J'aurois, monsieur, une petite prière à vous faire. J'ai un procès que je suis sur le point de perdre, faute d'un peu d'argent (Harpagon prend un air sérieux) et vous pourriez facilement me procurer le gain de ce procès, si vous aviez quelque bonté pour moi. Vous ne sauriez croire le plaisir qu'elle aura de vous voir. (Harpagon reprend un air gai.) Ah! que vous lui plairez, et que votre fraise à l'antique fera sur son esprit un effet admirable! Mais surtout elle sera charmée de votre haut-de-chausses attaché au pourpoint avec aiguillettes. C'est pour la rendre folle de vous; et un amant aiguilleté[54] sera pour elle un ragoût merveilleux.
HARPAGON.
Certes, tu me ravis de me dire cela.
FROSINE.
En vérité, monsieur, ce procès m'est d'une conséquence tout à fait grande. (Harpagon reprend son air sérieux.) Je suis ruinée, si je le perds; et quelque petite assistance me rétabliroit mes affaires... Je voudrois que vous eussiez vu le ravissement où elle étoit à m'entendre parler de vous. (Harpagon reprend son air gai.) La joie éclatoit dans ses yeux au récit de vos qualités; et je l'ai mise enfin dans une impatience extrême de voir ce mariage entièrement conclu.
HARPAGON.
Tu m'as fait grand plaisir, Frosine; et je t'en ai, je te l'avoue, toutes les obligations du monde.
FROSINE.
Je vous prie, monsieur, de me donner le petit secours que je vous demande. (Harpagon reprend son air sérieux.) Cela me remettra sur pied, et je vous en serai éternellement obligée.
HARPAGON.
Adieu. Je vais achever mes dépêches.
FROSINE.
Je vous assure, monsieur, que vous ne sauriez jamais me soulager dans un plus grand besoin.
HARPAGON.
Je mettrai ordre que mon carrosse soit tout prêt pour vous mener à la foire.
FROSINE.
Je ne vous importunerois pas si je ne m'y voyois forcée par la nécessité.
HARPAGON.
Et j'aurai soin qu'on soupe de bonne heure, pour ne vous point faire malades.
FROSINE.
Ne me refusez pas la grâce dont je vous sollicite. Vous ne sauriez croire, monsieur, le plaisir que...
HARPAGON.
Je m'en vais. Voilà qu'on m'appelle. Jusqu'à tantôt.
FROSINE, seule.
Que la fièvre te serre, chien de vilain, à tous les diables! Le ladre a été ferme à toutes mes attaques; mais il ne me faut pas pourtant quitter la négociation; et j'ai l'autre côté, en tous cas, d'où je suis assurée de tirer bonne récompense.

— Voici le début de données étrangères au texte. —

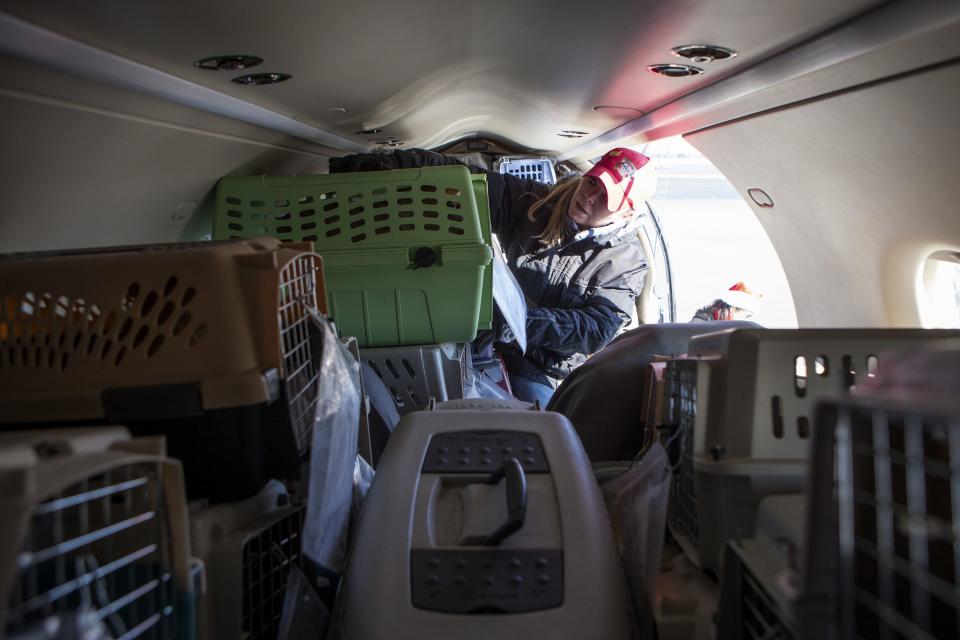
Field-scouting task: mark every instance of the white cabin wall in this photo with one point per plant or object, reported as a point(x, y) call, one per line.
point(865, 187)
point(84, 164)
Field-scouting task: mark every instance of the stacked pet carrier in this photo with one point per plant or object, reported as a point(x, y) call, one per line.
point(214, 346)
point(210, 345)
point(95, 541)
point(883, 555)
point(247, 547)
point(407, 258)
point(760, 574)
point(485, 522)
point(740, 408)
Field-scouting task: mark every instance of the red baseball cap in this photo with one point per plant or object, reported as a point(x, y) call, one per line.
point(617, 170)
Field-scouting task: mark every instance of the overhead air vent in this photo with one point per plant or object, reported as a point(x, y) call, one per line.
point(228, 63)
point(674, 70)
point(703, 53)
point(257, 79)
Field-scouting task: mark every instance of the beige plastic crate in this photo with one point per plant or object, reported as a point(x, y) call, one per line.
point(205, 321)
point(93, 520)
point(248, 549)
point(744, 403)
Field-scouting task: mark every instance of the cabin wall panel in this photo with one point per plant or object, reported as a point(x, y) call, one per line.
point(864, 185)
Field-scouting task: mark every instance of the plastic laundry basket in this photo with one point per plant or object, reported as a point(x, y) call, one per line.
point(405, 253)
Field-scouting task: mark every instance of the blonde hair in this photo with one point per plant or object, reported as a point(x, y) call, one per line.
point(558, 203)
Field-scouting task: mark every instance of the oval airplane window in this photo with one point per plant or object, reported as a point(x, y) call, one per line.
point(714, 239)
point(939, 296)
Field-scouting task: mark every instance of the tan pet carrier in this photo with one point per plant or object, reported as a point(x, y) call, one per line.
point(94, 534)
point(209, 344)
point(742, 407)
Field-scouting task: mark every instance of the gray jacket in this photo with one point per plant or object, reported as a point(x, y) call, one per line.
point(579, 294)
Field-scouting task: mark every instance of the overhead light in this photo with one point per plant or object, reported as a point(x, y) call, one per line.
point(613, 109)
point(257, 79)
point(703, 53)
point(228, 63)
point(674, 70)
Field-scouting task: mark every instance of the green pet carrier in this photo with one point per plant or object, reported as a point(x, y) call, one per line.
point(406, 253)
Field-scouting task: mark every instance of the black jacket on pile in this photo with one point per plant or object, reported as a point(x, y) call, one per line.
point(579, 293)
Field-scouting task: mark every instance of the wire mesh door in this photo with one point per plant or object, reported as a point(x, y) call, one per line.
point(897, 500)
point(301, 344)
point(99, 548)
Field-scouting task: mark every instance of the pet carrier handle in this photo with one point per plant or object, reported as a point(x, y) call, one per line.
point(516, 487)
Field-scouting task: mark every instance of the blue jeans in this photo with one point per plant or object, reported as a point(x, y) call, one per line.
point(531, 391)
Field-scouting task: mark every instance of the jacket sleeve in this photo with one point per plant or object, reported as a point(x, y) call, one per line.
point(510, 197)
point(587, 328)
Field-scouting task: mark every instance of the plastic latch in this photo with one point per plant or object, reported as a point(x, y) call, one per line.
point(424, 257)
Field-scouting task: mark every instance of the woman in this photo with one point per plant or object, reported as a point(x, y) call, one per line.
point(574, 252)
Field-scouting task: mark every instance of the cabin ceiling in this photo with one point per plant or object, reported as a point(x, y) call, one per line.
point(427, 72)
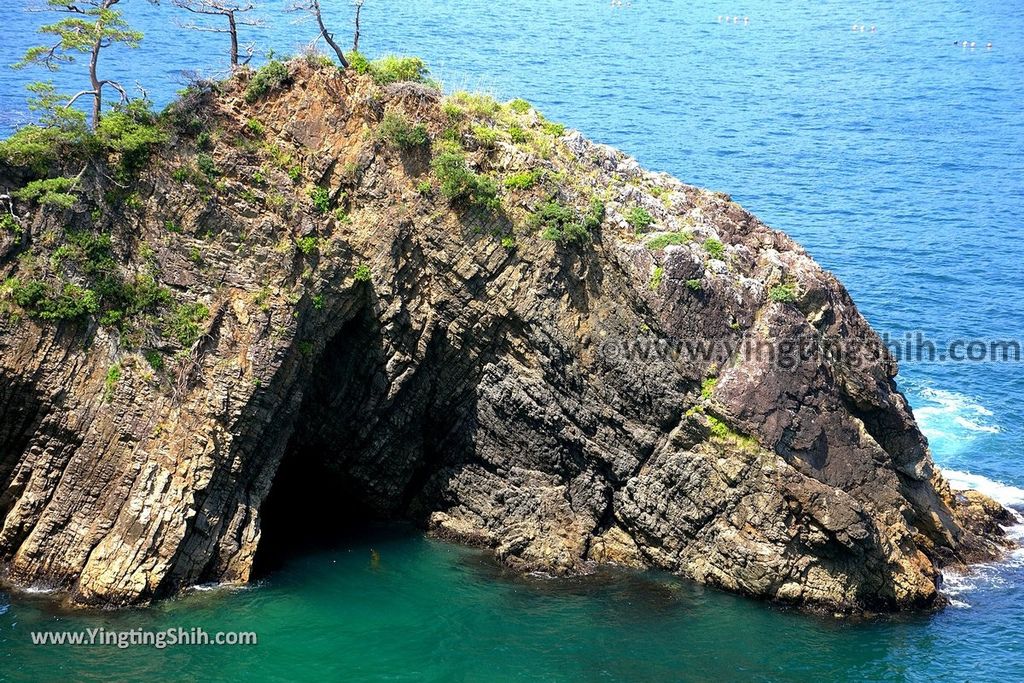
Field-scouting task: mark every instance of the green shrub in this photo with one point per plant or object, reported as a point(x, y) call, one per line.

[52] Pour cent vingt; six fois vingt ans. Archaïsme encore usité dans le patois de quelques provinces, surtout dans le Midi.
[53] Allusion à la santé de Molière, qui jouait ce rôle.
[54] Voyez plus haut la note deuxième, p. 153.
ACTE III
SCÈNE I.--HARPAGON, CLÉANTE, ÉLISE, VALÈRE, DAME CLAUDE, tenant un balai, MAITRE JACQUES, LA MERLUCHE, BRINDAVOINE.
HARPAGON.
Allons, venez çà tous; que je vous distribue mes ordres pour tantôt, et règle à chacun son emploi. Approchez, dame Claude; commençons par vous. Bon, vous voilà les armes à la main. Je vous commets au soin de nettoyer partout; et surtout prenez garde de ne point frotter les meubles trop fort, de peur de les user. Outre cela, je vous constitue, pendant le souper, au gouvernement des bouteilles; et, s'il s'en écarte quelqu'une, et qu'il se casse quelque chose, je m'en prendrai à vous, et le rabattrai sur vos gages.
MAITRE JACQUES, à part.
Châtiment politique!
HARPAGON, à dame Claude.
Allez.
SCÈNE II.--HARPAGON, CLÉANTE, ÉLISE, VALÈRE, MAITRE JACQUES, BRINDAVOINE, LA MERLUCHE.
HARPAGON.
Vous, Brindavoine, et vous, la Merluche, je vous établis dans la charge de rincer les verres et de donner à boire, mais seulement lorsque l'on aura soif, et non pas selon la coutume de certains impertinens de laquais, qui viennent provoquer les gens, et les faire aviser de boire lorsqu'on n'y songe pas. Attendez qu'on vous demande plus d'une fois, et vous ressouvenez de porter toujours beaucoup d'eau.
MAITRE JACQUES, à part.
Oui. Le vin pur monte à la tête.
LA MERLUCHE.
Quitterons-nous nos siquenilles[55], monsieur?
HARPAGON.
Oui, quand vous verrez venir les personnes: et gardez bien de gâter vos habits.
BRINDAVOINE.
Vous savez bien, monsieur, qu'un des devans de mon pourpoint est couvert d'une grande tache de l'huile de la lampe.
LA MERLUCHE.
Et moi, monsieur, que j'ai mon haut-de-chausses tout troué par derrière, et qu'on me voit, révérence parler...
HARPAGON, à La Merluche.
Paix! Rangez cela adroitement du côté de la muraille, et présentez toujours le devant au monde. (A Brindavoine, en lui montrant comment il doit mettre son chapeau au-devant de son pourpoint, pour cacher la tache d'huile.) Et vous, tenez toujours votre chapeau ainsi, lorsque vous servirez.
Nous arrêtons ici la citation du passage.